Oddly enough, it has been so long since the first single “Satisfy” was released (May of last year) that I forgot it was even on this album. As the tracklist shifted over from “Into The Night,” I nearly shot up out of my trance to exclaim, “Holy shit, I forgot about this!”
Though many people might criticize artists for releasing singles so far in advance, in this case, it worked.
Longtime fans of Nero might be most happy with “Tonight,” however, a quintessentially Nero-sounding tune, if there is such a thing. Beginning with distorted strings, or perhaps an organ, the drop of “Tonight” is one of the most powerful of the album. At times, it sounds almost like R&B or trap, but you’re quickly reeled back in to the reality of Nero’s magnificence as their iconic bass synth reverberates in your head. Alana’s shrieking vocals tell the story of a woman at the end of her wits, ready to lay it all bare.
The album ends on a somber note as Watson woefully sings through “Wasted.” It acts as the perfect conclusion or epilogue to a long story, and the weight behind Watson’s voice is palpable. If you’ve made it through the whole album, the likelihood of crying at this point is pretty certain.

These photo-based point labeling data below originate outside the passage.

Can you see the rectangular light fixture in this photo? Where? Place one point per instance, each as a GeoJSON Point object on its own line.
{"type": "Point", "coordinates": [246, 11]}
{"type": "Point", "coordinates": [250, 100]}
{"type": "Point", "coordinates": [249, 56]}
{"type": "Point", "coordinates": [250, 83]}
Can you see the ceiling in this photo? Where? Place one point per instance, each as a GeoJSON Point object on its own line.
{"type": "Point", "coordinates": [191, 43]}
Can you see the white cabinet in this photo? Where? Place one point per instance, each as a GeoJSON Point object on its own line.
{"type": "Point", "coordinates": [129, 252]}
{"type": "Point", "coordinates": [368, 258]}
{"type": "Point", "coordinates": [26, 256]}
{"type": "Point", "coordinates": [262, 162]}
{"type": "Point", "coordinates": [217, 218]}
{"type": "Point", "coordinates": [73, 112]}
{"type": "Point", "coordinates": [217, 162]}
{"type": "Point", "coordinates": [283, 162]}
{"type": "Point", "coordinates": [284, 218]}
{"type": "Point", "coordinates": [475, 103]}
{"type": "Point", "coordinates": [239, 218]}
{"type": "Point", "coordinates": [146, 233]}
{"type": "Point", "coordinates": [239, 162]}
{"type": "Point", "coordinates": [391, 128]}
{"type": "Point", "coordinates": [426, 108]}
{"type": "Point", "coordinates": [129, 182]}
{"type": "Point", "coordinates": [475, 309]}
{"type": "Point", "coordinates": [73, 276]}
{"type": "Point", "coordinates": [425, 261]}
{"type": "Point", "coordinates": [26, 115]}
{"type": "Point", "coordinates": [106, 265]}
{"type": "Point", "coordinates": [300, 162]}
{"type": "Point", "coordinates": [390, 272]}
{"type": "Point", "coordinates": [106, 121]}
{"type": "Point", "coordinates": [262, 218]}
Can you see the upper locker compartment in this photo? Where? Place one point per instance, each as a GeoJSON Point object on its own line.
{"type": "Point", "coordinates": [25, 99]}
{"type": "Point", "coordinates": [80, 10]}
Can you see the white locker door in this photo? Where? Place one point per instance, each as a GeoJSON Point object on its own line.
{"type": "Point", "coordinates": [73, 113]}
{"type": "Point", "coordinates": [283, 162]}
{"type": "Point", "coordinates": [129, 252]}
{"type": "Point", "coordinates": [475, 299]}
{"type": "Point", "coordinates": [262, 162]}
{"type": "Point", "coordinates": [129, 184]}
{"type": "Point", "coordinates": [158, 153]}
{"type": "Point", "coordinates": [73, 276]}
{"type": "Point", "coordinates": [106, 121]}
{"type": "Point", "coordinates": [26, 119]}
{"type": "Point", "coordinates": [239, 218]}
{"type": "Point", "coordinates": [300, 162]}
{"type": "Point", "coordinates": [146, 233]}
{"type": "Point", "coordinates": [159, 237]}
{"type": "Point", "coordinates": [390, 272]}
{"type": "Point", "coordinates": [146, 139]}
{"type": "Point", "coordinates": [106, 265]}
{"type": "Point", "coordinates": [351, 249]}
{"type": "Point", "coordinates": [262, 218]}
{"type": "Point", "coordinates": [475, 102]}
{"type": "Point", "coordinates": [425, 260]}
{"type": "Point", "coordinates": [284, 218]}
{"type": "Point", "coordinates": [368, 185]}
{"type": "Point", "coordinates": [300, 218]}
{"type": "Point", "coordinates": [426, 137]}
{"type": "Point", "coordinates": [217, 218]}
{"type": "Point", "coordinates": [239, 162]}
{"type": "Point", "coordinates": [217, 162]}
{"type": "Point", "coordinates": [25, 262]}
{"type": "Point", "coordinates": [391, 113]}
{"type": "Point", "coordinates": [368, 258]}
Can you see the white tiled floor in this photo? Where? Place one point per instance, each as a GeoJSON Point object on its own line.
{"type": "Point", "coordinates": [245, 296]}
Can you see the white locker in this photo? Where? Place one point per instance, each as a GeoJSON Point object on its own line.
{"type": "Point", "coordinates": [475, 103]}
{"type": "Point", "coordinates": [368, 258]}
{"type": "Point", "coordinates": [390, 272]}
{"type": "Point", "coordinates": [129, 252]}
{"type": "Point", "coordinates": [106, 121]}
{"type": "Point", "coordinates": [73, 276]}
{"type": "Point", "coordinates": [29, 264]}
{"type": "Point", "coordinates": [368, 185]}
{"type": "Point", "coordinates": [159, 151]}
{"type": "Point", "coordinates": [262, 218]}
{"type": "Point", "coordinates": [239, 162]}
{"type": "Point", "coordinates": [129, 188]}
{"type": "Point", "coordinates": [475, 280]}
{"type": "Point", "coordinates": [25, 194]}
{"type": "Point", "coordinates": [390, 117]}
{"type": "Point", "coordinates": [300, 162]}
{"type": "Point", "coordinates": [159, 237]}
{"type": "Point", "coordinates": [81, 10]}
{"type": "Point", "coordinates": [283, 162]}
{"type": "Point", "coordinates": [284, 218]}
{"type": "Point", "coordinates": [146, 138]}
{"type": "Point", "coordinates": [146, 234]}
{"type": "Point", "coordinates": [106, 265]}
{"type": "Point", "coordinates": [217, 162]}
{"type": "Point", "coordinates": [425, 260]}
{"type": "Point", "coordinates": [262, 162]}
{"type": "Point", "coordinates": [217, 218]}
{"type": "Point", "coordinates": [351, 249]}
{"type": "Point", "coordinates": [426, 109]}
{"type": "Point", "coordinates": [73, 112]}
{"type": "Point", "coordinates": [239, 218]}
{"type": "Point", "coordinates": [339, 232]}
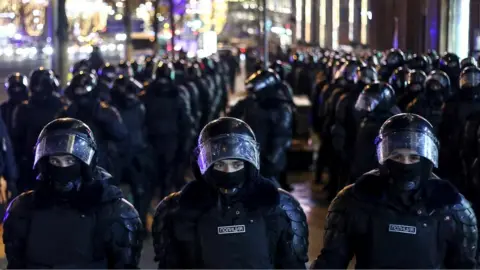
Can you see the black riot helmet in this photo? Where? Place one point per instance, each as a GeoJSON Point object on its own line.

Many people will criticize this album for the amount that Alana Watson is used, saying that there is such a thing as “too much vocals.” One person even said that it sounded like “Alana Watson’s album produced and mastered by Nero.”
To that effect, I say that this album is 100% a collaborative effort between all parties, and that without Watson’s input and influence, the Nero we see before us here would not be the same. Whether you find that to be a good thing or a bad thing is up to personal preference. However, unanimously, this album’s production, mastering, writing and vision is one of the best of the year, if not the best.
In an interview with Rolling Stone, a rare occurrence in its own right, Joe Ray said, “We wanted to write an album that pushed past genre boundaries — we just started with the aim of being completely free about the kind of tracks that would make up the collection. As we did that, the scope widened. But we also wanted to retain the soundtrack, journey feel of the first album.”